Unified data extraction — CSS, XPath, Regex, and JMESPath behind one query interface.

Project description

ChadSelect

One query. Any format. Every selector.

Unified data extraction — CSS Selectors, XPath 1.0, Regex, and JMESPath behind one query interface. Load your content, prefix your query, get results. Never raises.

PyPI License: MIT

from chadselect import ChadSelect

cs = ChadSelect()
cs.add_html('<span class="price">$49.99</span>')

price = cs.select(0, "css:.price")
assert price == "$49.99"

Install

pip install chadselect

Query Syntax

Every query uses an engine:expression prefix. No prefix defaults to regex.

Prefix Engine Content Types Backed By
css: CSS Selectors HTML selectolax (lexbor)
xpath: XPath 1.0 HTML, Text lxml (libxml2)
regex: Regular Expressions All re (stdlib)
json: JMESPath JSON jmespath

The index Parameter

Every query method takes an index argument that controls which match to return:

Value Behavior
-1 Return all matches across every loaded document
0 Return only the first match
N Return only the Nth match (0-based)
cs = ChadSelect()
cs.add_html("<ul><li>A</li><li>B</li><li>C</li></ul>")

all_items = cs.query(-1, "css:li")  # ["A", "B", "C"]
first     = cs.query(0,  "css:li")  # ["A"]
third     = cs.query(2,  "css:li")  # ["C"]
oob       = cs.query(99, "css:li")  # []  (out of bounds — never raises)

# select() wraps query() — returns a single str
s = cs.select(0, "css:li")           # "A"
s = cs.select(-1, "css:li")          # "A" (first of all matches)

When multiple documents are loaded, -1 aggregates results from all compatible documents before indexing.


Content Management

Load one or more documents. Each document is tagged by type and only queried by compatible engines.

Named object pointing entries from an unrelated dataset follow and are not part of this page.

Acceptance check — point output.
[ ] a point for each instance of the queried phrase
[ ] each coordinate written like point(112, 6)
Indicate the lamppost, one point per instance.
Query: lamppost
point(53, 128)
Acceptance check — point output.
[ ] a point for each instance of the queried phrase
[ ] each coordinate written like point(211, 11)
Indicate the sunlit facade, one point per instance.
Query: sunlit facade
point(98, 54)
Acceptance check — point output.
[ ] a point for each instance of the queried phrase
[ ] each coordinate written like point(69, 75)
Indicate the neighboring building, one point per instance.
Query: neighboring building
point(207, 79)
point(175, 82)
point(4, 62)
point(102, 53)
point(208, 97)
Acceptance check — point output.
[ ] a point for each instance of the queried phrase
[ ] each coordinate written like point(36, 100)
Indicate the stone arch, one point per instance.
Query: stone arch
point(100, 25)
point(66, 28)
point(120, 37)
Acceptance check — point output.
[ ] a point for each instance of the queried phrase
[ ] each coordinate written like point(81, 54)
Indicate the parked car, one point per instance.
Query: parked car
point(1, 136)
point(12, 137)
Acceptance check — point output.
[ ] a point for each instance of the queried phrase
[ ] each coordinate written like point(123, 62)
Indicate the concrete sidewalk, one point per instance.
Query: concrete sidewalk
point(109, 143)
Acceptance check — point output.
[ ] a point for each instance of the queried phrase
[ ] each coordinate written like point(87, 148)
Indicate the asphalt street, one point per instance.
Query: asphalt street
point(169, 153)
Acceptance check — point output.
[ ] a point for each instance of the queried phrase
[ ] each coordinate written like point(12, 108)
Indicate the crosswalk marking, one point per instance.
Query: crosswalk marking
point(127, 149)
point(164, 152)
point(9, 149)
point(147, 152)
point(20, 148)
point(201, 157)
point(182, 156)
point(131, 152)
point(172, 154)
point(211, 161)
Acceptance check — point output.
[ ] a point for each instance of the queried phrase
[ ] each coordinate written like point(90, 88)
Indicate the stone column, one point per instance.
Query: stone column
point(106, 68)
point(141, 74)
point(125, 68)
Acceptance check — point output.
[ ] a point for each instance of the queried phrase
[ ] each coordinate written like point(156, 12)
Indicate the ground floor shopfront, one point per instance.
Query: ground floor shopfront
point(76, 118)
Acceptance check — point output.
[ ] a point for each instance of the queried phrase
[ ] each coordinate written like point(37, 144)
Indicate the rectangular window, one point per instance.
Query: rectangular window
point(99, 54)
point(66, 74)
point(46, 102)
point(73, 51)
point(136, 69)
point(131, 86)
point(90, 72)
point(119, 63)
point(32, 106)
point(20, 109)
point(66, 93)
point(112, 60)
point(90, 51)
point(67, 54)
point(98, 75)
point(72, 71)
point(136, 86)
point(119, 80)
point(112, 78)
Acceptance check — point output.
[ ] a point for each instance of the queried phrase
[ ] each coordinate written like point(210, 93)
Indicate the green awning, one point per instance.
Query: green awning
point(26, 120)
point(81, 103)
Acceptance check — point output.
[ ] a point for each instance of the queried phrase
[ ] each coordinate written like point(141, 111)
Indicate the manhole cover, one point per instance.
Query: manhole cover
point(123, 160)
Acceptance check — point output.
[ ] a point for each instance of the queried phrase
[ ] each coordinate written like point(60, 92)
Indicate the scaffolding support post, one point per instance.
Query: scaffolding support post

from chadselect import ChadSelect

cs = ChadSelect()

# HTML — compatible with css:, xpath:, regex:
cs.add_html("""
<html>
  <body>
    <h1 class="title">2024 Honda Civic</h1>
    <span class="price">$28,500</span>
    <div class="details">
      <div class="item"><span class="label">VIN:</span> 1HGFE2F59PA000001</div>
      <div class="item"><span class="label">Exterior:</span> Blue Metallic</div>
      <div class="item"><span class="label">Interior:</span> Black Leather</div>
      <div class="item"><span class="label">Mileage:</span> 12,345 mi</div>
    </div>
    <a class="dealer-link" href="https://example.com/dealer/42">View Dealer</a>
  </body>
</html>
""")

# JSON — compatible with json:, regex:
cs.add_json("""{
  "inventory": [
    {"id": 1, "name": "Civic",   "price": 28500, "tags": ["sedan", "honda"]},
    {"id": 2, "name": "Accord",  "price": 34000, "tags": ["sedan", "honda"]},
    {"id": 3, "name": "CR-V",    "price": 32500, "tags": ["suv",   "honda"]}
  ],
  "dealer": {"name": "Metro Honda", "rating": 4.8}
}""")

# Plain text — compatible with regex:, xpath:
cs.add_text("Order #12345 confirmed. Total: $99.50")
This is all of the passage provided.